A limitation of our work is the calibration performance of the model in the derivation dataset. Specifically, there is some under prediction when the observed probability of experiencing deterioration is greater than 0.5, while there is a slight over prediction when the observed probability is below 0.25. Nevertheless, the estimated and observed probabilities in the external validation dataset are very well calibrated, which indicates that the model has a good fit when applied to an external sample, although it is true that, as might be expected, the estimates in the 10 groups do not show a monotonic growth. This could be due to differences in the profile of patients across the waves of the pandemic as well as in the response of the health system and medical knowledge of the disease3. This leads us to recommend the use of dynamic models, that is, models should be continuously updated after their implementation in clinical practice to adjust them for these differences. Figure 5 outlines differences between traditional models and those based on machine-learning systems. Clinicians are provided with the result of the model automatically, and the model updates with the change in profiles of patients or changes in health system practices, such as changes in treatment protocols.
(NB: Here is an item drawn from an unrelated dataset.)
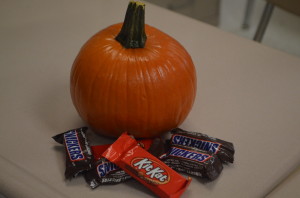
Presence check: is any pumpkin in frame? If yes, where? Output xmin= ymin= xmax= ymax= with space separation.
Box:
xmin=70 ymin=1 xmax=196 ymax=138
Preprocessing code plus model training will be available on specific request in clinical trials.gov.

Figure 5
figure 5

Differences between traditional development and machine-learning based prediction models.

Conclusions

In conclusion, we present a machine-learning based prediction model with excellent performance properties to be implemented in EHRs. Our main goal was to predict progression to a score of 5 or higher on the WHO Clinical Progression Scale prior to patients requiring mechanical ventilation. Future steps are to externally validate the model in other settings and in a cohort from a different time period and to apply the algorithm in clinical practice14.